Senate Democrats may have complained Wednesday that the “Mueller Report” was unavailable, perhaps part of a secret Trump administration plan to hide the special counsel’s filings, but some consumers are getting their hands on copies; the Mueller report will debut this week at #1 on The New York Times bestseller list.
CNN reports that The Washington Post’s version of the report, which features not just Mueller’s text but commentary and analysis from Washington Post reporters, tops both the “paperback nonfiction” and “combined print/e-book sales” lists.
The paperback report, which is redacted, costs around $9 for the print edition and around $7 for the e-book version.

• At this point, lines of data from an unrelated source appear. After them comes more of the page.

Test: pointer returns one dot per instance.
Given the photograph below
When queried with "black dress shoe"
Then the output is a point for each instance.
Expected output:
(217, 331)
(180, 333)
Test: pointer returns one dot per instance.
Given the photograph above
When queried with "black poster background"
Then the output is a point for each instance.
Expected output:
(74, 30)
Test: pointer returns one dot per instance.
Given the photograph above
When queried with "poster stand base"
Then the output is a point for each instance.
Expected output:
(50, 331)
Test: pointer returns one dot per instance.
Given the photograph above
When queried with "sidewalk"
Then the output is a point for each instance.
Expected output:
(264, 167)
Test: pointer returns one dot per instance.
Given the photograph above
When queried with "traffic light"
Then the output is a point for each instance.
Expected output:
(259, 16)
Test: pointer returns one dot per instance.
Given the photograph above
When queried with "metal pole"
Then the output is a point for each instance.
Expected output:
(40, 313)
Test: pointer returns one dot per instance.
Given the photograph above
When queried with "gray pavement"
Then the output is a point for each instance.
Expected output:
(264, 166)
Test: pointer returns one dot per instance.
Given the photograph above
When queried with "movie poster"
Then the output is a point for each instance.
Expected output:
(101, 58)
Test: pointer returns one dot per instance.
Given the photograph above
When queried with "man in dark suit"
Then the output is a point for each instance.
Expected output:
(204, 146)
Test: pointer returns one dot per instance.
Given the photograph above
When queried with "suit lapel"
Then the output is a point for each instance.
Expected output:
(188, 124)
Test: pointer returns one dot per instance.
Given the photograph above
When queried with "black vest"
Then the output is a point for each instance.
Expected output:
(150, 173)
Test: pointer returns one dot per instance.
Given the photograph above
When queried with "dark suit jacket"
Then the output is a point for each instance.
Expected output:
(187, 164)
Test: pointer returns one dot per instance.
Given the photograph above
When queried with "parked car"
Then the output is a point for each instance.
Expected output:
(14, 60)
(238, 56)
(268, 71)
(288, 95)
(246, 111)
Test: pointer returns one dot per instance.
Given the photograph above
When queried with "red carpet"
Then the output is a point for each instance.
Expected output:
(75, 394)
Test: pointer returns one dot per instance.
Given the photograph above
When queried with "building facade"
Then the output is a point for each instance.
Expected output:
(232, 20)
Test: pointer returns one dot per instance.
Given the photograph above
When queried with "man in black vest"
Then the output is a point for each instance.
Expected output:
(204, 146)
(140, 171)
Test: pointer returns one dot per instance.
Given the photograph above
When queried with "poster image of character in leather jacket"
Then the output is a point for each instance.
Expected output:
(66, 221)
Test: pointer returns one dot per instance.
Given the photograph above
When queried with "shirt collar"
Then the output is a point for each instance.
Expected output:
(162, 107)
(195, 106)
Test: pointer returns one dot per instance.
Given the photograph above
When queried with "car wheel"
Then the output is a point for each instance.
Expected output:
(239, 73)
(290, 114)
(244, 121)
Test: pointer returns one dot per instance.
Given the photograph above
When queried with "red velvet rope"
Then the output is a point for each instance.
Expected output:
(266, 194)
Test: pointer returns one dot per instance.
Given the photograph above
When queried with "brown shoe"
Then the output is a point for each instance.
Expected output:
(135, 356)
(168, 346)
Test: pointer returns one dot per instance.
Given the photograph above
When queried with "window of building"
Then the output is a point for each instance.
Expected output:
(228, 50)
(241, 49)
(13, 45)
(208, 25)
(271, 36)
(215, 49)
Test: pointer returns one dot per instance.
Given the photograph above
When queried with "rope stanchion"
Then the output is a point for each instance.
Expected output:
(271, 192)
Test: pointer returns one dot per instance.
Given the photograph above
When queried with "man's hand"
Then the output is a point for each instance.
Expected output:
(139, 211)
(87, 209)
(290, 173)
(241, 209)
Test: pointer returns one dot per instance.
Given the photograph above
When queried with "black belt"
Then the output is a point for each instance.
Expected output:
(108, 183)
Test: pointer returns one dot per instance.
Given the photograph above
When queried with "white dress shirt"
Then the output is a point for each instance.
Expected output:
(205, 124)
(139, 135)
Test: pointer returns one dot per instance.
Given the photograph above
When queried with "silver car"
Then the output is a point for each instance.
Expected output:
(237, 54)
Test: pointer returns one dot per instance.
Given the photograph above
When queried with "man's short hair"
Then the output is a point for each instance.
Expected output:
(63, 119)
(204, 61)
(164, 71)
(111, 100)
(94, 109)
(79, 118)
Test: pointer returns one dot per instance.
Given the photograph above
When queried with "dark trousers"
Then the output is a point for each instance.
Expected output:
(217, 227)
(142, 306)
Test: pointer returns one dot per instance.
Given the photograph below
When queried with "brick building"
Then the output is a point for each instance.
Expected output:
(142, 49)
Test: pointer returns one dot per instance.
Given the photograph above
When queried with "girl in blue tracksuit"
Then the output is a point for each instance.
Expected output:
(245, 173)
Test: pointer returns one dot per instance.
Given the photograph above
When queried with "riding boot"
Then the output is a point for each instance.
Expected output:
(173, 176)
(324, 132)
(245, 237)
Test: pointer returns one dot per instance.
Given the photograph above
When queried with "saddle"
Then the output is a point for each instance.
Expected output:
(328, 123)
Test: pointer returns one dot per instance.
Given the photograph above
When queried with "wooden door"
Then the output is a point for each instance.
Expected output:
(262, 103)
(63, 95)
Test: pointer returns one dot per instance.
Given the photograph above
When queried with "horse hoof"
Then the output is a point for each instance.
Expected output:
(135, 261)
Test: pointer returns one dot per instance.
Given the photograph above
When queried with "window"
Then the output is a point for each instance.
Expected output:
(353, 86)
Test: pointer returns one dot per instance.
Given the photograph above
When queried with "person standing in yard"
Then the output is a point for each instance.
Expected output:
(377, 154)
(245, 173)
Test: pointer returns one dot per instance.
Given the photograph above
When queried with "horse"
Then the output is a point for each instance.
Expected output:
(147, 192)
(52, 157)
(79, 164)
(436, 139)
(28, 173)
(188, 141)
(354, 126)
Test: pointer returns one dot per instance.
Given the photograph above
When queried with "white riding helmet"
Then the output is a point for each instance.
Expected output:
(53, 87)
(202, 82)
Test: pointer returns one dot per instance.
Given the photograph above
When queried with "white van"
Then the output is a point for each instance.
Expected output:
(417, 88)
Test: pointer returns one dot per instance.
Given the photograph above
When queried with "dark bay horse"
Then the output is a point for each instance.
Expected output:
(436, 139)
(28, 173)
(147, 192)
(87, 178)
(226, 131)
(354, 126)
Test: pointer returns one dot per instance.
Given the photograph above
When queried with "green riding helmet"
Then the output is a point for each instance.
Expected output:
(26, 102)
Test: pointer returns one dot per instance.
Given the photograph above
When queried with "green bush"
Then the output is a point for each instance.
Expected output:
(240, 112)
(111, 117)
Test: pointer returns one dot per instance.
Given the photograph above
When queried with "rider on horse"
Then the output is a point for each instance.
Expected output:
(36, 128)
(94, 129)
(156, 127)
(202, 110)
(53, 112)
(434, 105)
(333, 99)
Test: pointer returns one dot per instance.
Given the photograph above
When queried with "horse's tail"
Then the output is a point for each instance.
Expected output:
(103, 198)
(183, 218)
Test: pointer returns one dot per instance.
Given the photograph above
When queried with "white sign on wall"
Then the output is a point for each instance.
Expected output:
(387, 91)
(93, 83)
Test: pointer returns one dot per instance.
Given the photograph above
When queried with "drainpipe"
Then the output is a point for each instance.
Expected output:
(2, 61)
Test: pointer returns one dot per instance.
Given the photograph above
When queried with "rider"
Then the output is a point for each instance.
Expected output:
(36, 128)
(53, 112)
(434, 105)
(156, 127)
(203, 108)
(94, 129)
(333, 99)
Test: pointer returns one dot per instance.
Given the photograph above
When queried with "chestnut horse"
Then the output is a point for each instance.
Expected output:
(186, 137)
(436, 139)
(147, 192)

A second version of the same document, without annotations but with an introduction by legendary legal analyst Alan Dershowitz, also debuted this week on the same paperback bestseller list, but at number 11. That version is a little less expensive, but the Mueller report there is reproduced with commentary only at the beginning and not throughout.
Other versions of the report, including the Department of Justice’s official versions, went unranked. The DOJ version is available for less than $2. If you go to the Department of Justice’s website, you can download a PDF of the report at no cost (though it will take some time as the report is several hundred pages long).
CNN theorizes that the Mueller report is rising to the top of the NYT bestseller list this week because of a “resurgence” of interest in the document spurred on by a Wednesday Senate hearing involving acting Attorney General William Barr, who testified about his role in making the report’s findings public. In the Wednesday hearings, Democrats repeatedly referred to the report as unavailable, overly redacted, and late, even going so far as to accuse Barr of deliberately withholding the report from the public.
Barr ultimately defended his handling of the report, and noted repeatedly that Democrats’ complaints about his letters about and summaries of the Mueller report were moot now that the report was widely available. The Democrats objected, claiming that without seeing a non-redacted version of the Mueller report, it was impossible to know whether information was deliberately being withheld by the Justice Department.
According to Politico, two Republicans, Rep. Doug Collins (R-GA) and Sen. Lindsey Graham (R-SC), have seen a non-redacted version of the Mueller report and contend that the redactions have no bearing on the report’s conclusions, and that certain redacted passages can be decoded by reading the full report.
“It didn’t change anything,” Collins told media. “Some of the redactions could actually be implied from other parts of the report that were not redacted.”
Graham added that after viewing the document, “nothing changed” for him.
House Democrat Jerry Nadler (D-NJ) has demanded that the Department of Justice turn over a non-redacted version of the report to all legislators, particularly those Democrats on the House Judiciary Committee. Nadler has given the DOJ an arbitrary deadline of May 15 to produce both the report and the trove of information Special Counsel Robert Mueller used to reach his conclusions.
Until then, though, Democrats will have to get their reports where everyone else is getting them: Amazon.